O Estado de São Paulo, n.46214, 28/04/2020. Política, p.A6

 

STF vai apurar declarações de Moro

Rafael Moares Moura

28/04/2020

 

 

Governo em risco.  Inquérito aberto pelo ministro Celso de Mello investiga acusações de ex-ministro de que houve interferência política de Bolsonaro na PF

O decano do Supremo Tribunal Federal (STF), ministro Celso de Mello, decidiu na noite de ontem autorizar a abertura de um inquérito para investigar as declarações do ex-ministro da Justiça e da Segurança Pública Sérgio Moro contra o presidente Jair Bolsonaro.

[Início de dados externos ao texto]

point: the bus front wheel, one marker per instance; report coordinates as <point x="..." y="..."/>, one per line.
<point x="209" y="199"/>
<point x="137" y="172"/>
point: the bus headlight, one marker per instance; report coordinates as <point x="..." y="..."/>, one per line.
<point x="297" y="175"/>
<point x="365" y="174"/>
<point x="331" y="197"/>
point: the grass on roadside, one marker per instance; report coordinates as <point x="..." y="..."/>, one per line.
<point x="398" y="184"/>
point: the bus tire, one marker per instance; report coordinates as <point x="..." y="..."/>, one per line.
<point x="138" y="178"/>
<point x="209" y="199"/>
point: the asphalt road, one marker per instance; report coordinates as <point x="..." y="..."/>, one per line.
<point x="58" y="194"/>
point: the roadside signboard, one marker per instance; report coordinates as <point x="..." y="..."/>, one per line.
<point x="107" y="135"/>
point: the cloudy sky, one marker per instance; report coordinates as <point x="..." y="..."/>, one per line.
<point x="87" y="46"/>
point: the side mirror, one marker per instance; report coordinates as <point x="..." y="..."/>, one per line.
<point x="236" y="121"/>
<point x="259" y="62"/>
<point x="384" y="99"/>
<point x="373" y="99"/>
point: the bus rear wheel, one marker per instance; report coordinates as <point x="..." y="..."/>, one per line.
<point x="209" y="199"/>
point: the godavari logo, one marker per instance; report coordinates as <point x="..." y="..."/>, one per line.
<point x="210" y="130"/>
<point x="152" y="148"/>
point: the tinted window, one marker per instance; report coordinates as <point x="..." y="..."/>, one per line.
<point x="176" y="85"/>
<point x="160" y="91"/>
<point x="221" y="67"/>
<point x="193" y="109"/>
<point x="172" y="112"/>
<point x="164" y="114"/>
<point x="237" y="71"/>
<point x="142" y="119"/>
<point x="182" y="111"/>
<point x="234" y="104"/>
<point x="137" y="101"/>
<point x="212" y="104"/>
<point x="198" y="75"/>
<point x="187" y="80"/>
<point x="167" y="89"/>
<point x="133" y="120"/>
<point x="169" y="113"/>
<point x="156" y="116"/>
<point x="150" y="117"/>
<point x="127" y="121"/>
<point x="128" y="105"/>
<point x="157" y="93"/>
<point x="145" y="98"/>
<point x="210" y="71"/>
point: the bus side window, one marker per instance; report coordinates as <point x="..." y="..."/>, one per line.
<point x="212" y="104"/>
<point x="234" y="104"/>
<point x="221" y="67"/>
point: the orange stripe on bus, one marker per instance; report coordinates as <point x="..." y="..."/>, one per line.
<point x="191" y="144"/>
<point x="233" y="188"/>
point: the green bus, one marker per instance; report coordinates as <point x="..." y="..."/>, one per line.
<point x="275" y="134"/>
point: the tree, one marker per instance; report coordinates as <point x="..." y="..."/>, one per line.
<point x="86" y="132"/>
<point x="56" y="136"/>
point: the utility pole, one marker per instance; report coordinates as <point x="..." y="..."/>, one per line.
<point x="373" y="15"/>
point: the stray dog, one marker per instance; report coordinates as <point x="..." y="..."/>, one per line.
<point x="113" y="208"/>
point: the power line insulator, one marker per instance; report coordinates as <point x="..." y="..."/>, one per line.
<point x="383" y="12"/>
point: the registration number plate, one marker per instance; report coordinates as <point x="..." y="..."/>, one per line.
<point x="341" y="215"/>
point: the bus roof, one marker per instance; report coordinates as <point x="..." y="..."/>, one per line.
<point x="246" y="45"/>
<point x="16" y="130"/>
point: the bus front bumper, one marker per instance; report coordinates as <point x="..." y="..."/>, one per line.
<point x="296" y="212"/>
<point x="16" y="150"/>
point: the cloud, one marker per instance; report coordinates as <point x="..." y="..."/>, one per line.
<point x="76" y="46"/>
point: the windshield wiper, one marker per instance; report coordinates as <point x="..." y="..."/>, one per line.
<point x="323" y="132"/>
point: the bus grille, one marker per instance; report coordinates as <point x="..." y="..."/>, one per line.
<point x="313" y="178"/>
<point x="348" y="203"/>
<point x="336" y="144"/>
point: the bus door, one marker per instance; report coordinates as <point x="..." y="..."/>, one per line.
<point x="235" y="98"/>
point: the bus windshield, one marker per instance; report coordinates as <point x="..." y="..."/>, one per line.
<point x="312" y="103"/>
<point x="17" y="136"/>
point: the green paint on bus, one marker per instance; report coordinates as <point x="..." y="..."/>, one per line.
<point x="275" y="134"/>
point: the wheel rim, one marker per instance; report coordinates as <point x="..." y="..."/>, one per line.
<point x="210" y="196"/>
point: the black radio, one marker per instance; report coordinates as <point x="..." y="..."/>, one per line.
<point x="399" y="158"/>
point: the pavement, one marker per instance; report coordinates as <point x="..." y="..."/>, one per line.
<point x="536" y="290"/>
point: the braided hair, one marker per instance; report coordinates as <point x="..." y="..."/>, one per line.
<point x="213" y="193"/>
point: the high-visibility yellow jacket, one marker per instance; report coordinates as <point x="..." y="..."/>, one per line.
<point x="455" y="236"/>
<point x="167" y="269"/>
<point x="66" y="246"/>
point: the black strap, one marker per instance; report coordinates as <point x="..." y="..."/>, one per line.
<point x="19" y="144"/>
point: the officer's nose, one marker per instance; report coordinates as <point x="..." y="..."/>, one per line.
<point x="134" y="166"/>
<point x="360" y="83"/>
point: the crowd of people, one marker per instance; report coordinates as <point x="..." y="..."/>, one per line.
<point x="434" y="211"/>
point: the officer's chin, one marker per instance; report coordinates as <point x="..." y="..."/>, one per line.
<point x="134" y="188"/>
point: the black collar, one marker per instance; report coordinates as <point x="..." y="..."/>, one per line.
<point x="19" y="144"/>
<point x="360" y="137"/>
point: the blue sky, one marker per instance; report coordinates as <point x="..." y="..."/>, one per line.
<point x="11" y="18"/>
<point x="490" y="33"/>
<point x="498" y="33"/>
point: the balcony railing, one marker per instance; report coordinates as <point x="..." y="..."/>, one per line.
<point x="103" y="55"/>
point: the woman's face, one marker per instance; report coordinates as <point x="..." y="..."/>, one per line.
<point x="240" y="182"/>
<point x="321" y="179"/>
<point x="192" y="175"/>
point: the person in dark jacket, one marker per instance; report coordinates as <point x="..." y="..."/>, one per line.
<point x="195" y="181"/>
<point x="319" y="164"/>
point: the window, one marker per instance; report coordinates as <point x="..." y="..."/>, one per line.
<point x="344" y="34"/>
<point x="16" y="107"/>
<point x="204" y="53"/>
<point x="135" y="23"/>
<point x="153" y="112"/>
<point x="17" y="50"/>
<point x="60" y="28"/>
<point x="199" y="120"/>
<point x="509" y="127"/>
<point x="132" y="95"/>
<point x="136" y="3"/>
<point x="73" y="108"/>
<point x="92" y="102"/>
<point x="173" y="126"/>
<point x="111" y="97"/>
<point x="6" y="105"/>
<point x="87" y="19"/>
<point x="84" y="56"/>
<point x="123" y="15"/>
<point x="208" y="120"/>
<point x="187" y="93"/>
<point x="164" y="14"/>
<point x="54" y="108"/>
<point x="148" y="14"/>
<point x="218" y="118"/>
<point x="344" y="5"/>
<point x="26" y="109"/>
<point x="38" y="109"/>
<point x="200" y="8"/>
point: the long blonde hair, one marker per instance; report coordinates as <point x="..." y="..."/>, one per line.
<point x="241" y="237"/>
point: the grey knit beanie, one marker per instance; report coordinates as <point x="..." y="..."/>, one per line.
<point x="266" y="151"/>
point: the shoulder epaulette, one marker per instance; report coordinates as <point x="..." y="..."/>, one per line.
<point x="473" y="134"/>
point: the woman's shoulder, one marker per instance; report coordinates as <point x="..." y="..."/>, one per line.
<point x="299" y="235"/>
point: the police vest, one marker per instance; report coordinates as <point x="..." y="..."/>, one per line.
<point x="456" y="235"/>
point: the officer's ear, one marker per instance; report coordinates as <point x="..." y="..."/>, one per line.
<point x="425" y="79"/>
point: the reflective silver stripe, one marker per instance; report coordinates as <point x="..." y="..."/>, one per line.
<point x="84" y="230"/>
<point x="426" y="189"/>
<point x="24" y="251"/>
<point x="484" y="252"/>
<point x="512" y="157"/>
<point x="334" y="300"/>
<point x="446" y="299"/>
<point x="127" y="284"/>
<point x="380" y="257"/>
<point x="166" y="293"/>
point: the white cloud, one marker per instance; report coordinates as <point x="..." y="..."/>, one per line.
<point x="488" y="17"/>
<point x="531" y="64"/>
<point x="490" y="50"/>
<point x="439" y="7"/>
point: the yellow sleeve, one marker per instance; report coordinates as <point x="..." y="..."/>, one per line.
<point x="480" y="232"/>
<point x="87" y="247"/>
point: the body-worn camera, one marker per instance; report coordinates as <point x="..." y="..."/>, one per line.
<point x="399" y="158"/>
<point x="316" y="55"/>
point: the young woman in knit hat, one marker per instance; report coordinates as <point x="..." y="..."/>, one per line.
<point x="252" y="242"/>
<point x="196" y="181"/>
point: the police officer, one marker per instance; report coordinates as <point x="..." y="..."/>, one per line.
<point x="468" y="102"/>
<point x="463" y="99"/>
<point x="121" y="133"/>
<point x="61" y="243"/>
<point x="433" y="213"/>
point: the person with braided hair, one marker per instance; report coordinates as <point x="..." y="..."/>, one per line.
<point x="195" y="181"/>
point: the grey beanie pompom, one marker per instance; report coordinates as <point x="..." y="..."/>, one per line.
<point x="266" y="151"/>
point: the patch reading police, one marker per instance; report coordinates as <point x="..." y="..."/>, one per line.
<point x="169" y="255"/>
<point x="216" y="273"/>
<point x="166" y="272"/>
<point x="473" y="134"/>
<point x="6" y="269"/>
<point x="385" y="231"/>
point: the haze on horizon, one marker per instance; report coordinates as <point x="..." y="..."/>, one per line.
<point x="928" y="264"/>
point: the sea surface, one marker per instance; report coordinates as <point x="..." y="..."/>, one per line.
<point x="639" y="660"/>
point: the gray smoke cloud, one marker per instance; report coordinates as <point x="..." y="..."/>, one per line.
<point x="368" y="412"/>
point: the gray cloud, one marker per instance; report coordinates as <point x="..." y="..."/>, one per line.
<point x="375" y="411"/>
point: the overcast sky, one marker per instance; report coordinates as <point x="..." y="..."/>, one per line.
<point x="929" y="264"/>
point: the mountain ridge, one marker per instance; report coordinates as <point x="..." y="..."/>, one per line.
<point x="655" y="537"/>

A decisão de Celso de Mello atende ao pedido do procurador-geral da República, Augusto Aras.

O objetivo é apurar se foram cometidos por parte do presidente os crimes de falsidade ideológica, coação no curso do processo, advocacia administrativa, prevaricação, obstrução da Justiça, corrupção passiva privilegiada, denunciação caluniosa e crime contra a honra.

Integrantes do Ministério Público Federal (MPF) apontam que, como Aras pediu ao Supremo a apuração do crime de denunciação caluniosa e contra a honra, o inquérito pode se voltar contra o próprio Moro, caso as investigações não confirmem as acusações.

Segundo o Estado apurou, além de troca de mensagens com Bolsonaro, o ex-ministro da Justiça também possui áudios que devem ser entregues aos investigadores.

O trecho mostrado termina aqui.